Using link to submit form into php using $_PHP_SELF and $_POST

I'm trying to get a form to submit from a link rather than an input submit button.

    <form id="formadd" name="formadd" method="post" action="<?php $_PHP_SELF ?>">

    ...form data 

     <a name="ADD" onclick="document.getElementById("formadd").submit();" href="" class="button primary">Add Camera to Database</a>
     <!-- <input type="submit" name="ADD" value="Add Camera"> --> 

The PHP that gets called looks like so:

<?php 
            if(isset($_POST['ADD'])) {
                $SIGID = $_POST['SIGID'];
                $LOC = $_POST['LOC'];
                $URL = $_POST['URL'];
                $IMG = $_POST['IMG'];
                $LAT = $_POST['LAT'];
                $LON = $_POST['LON'];
                $CAMTYPE = $_POST['CAMTYPE'];



                $sql = "INSERT INTO cam_markers (SIGID, LOC, URL, LAT, LON, CAMTYPE, IMG) 
                   VALUES ('$SIGID', '$LOC', '$URL', '$IMG', '$LAT', '$LON', '$CAMTYPE')";
                $retval = mysql_query($sql);

                if(! $retval ) {
                   die('Could not add data: ' . mysql_error());
                }
                echo 'Added data successfully' . PHP_EOL;
                mysql_close($connection);
            }
?>

The link currently doesn't work, but it works using a normal submit input, so I know the script is okay.

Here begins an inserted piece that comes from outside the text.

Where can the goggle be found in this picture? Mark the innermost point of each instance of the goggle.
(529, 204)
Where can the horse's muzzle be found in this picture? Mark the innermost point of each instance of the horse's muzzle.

My best guess was that the problem had to do with the fact that $_POST only creates an array from form elements, and since the hyperlink is not a form element, its name identifier is not getting passed.

But, I tried it without the isset() conditionals and just tried to echo the data that was being passed, which did not work. So, that seems to indicate something else is going on.

Any help/workaround is appreciated. Thanks.

EDIT: I got it working by doing this: <a href="javascript:document.formadd.submit();">